Finally, in what must have been early April, at pre-dawn roll call, my number was read from the list. It took half a minute for me to realize, to understand that I must walk forward.

I passed through the processing center in a daze. There were no more checks, no inspections
 
—just a herding of us through the forest to a spot beside the railroad on the outskirts of town, far from fields or townspeople.

Surely they mean to shoot us in this deserted place, so no one will hear
 

my first thought. My second was to wrap my arms around my middle,
sorry that my baby, still barely a bump protruding from my abdomen, would know no life outside my womb, sorry that I would never know if my child was a boy or a girl, sorry that I’d never look in its face and hopefully see Lukas’s eyes or mouth or nose.

But then the train came, stopping right there, in the middle of the forest. A long metal ramp was shoved to the ground.


Schnell!
Get aboard!”

We fumbled and climbed into the cattle cars, pushing one another forward, too weak to pull ourselves up.

No checking of numbers from endless lists
 
—just more shouting and shoving.

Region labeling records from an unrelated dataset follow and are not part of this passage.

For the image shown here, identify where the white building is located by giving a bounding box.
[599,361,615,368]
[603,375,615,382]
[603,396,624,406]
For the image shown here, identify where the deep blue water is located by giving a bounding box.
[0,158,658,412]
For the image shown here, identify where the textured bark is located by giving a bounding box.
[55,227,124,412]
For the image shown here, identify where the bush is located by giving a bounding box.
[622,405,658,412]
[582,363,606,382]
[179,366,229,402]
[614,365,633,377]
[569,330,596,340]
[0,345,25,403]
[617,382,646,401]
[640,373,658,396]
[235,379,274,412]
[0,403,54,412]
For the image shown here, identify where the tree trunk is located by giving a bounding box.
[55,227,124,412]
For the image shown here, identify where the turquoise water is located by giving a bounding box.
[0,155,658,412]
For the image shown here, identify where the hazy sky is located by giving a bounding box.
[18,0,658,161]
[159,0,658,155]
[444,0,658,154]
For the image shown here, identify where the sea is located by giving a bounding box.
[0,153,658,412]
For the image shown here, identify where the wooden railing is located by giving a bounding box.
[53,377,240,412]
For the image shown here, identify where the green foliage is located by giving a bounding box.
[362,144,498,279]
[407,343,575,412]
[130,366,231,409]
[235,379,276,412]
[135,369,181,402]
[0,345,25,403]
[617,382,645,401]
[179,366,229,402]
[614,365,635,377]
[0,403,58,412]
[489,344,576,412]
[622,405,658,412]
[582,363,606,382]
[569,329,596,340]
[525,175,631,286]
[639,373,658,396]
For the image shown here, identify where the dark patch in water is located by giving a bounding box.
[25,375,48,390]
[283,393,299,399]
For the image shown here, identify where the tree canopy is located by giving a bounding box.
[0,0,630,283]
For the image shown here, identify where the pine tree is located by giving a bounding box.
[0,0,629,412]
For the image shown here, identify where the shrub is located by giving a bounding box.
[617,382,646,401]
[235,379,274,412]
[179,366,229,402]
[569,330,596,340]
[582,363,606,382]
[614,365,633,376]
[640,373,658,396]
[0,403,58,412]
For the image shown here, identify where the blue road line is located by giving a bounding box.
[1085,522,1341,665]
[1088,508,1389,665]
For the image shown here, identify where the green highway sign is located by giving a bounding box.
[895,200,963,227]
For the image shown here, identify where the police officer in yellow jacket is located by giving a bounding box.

The only counting came when a guard barked, “One hundred!” and pushed the heavy door through its metal groove until it slammed, sealing us in the dark.

CHAPTER THIRTY-NINE

HANNAH STERLING

APRIL 1973

A week later, Carl stood beside me as I collected the urn with Grandfather’s ashes. Long ago, Grandfather had made arrangements for cremation. That, too, was a first for me. The whole idea of burning bodies brought horrific images to my imagination.

“It’s not the same thing as what they did in the camp,” Carl counseled quietly.

“I know. I just . . . just wish I could undo all of it. His whole life. What he did to my mother, to everyone he touched.”

“You cannot redeem another man’s sins. We cannot even redeem our own.”

I closed my eyes.

“But you can continue what you started.”

“I
 
—I don’t know if I can. No, I can’t. I can’t.”

“You will keep the remainder, then?”

“No, of course not. There must be someone
 
—those organizations that you mentioned that find people . . . perhaps they can return the items.”

“As long as it is not you; is that what you mean?”

“I didn’t steal them, Carl. I didn’t send people to their deaths. You know as well as I do that nothing I’ve returned has made anyone happy.”

“Happy,” Carl repeated. “Did you expect them to be happy?”

Maybe I did. Maybe I expected them to be glad to have their things returned. I thought, at least
 
—I don’t know . . . that they would know I was trying.
But that didn’t even sound right. It wasn’t about me. Why was I making it about me?

“Perhaps,” Carl said softly, “there is more of the journey important for you, if not for them. You still don’t know about your mother
 
—what happened to her after the camp, or about your father.”

“Grandfather’s dead. Your parents didn’t know. Who is there left to ask other than Dr. Peterson, who seems to have conveniently disappeared? I can’t see him being helpful, and I don’t know that I’d believe anything he told me.”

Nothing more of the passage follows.